Over the last month, the spotlight has been on AI generated art and its copyright ownership. If you buy art for book covers or fan merch this seems to be a rising trend, to generate AI art. However, the AI’s are sampling artists' portfolios and styles and so the ownership is murky. After many photo stock dealers saying they wouldn’t deal with AI art, Shutterstock changed its mind and is trying have it both ways by attempting to pay the sampled artists if they can prove it. This has annoyed many in the industry.
It always pays to drop into Writer Beware occasionally to keep on top of ways that authors can be parted from their money. Recently Victoria had a long form piece on anthologies and how one anthology publisher collapsed and was exposed as probably running a Ponzi scheme. Anthologies can be great…but you must go in with your eyes wide open.
Today I was listening to an interesting conversation between Orna Ross and Joanna Penn on publishing values. It was wide ranging and referred to Orna’s recent article. This is a meaty topic. What do you wish to be known for and are you sure that’s what you are projecting to the readership?
Kris Rusch has an interesting article on Thinking Big. Do you note down your success? What about your positive reviews? Kris talks about exposure and when someone goes from chugging along to breakout.

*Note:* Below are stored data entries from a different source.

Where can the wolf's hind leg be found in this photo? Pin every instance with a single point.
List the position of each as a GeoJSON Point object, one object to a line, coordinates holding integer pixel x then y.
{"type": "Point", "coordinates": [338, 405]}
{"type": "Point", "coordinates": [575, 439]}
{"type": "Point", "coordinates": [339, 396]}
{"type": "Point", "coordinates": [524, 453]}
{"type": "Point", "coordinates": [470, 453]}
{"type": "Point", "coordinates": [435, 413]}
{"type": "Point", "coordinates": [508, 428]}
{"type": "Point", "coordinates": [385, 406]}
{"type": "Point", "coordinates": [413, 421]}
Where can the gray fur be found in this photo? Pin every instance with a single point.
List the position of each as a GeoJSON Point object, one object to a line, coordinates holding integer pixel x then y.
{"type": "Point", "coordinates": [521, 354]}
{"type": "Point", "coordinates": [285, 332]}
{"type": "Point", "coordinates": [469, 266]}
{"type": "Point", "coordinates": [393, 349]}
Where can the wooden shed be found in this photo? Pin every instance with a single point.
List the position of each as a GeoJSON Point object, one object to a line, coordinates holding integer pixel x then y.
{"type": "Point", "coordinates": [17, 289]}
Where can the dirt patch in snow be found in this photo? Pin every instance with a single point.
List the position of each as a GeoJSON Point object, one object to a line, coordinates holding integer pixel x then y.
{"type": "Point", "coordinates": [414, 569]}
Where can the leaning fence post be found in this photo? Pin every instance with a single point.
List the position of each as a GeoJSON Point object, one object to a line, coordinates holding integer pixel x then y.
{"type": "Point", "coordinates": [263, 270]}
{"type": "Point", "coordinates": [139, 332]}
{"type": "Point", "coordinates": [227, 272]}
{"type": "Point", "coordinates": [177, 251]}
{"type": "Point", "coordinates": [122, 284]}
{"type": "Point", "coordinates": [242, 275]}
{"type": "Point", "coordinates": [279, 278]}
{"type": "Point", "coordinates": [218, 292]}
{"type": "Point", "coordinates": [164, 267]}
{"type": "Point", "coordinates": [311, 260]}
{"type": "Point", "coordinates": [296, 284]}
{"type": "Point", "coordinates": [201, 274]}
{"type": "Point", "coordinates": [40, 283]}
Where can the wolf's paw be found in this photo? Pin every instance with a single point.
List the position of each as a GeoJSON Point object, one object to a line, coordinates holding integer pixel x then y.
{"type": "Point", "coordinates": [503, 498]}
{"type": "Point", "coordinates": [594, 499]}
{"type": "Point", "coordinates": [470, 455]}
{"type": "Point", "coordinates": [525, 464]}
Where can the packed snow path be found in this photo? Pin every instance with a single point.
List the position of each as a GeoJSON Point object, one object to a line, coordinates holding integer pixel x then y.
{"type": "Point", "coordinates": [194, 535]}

Elizabeth Sims has an interesting post on short stories over on Jane Friedman's blog. 20 reasons why everyone should write a short story. I have been trying my hand at these this year and not managing to finish them. This article makes me look at short story writing in a different way. Let it go and have fun.
In The Craft Section,
Where do Ideas come from- Randy Ingermanson- Bookmark
4 writing pitfalls to avoid- Laurence McNaughton- Bookmark
Writing beginnings- Interview with Shane Millar- Joanna Penn- Bookmark
4 tips for writing effective backstory- Carolyn Arnold
The perils of not knowing what happens next- Janice Hardy
In The Marketing Section,
Update your Amazon book pages- Elizabeth S Craig- Bookmark
Book cover design ideas- Penny Sansevieri- Bookmark
3 ways to promote poetry- Raegen Pietrucha
Reaching readers for the long term- Becky Robinson- Interview with Joanna Penn- Bookmark
Instagram Book marketing ideas-Bookbub
This weekend is The Alliance of Independent Authors 24 hour conference, SelfPubCon. It’s free. Sessions are recorded and you get three days to go over them.
If you intend to attempt NaNoWriMo this November hopefully you will have everything organized. Check back over the last few blog posts for handy prep links. Don’t forget to check out your local library. Quite a few have embraced the NaNoWriMo experience and have spaces for writers to go and pound out their words.
Good Luck with your final days of preparation.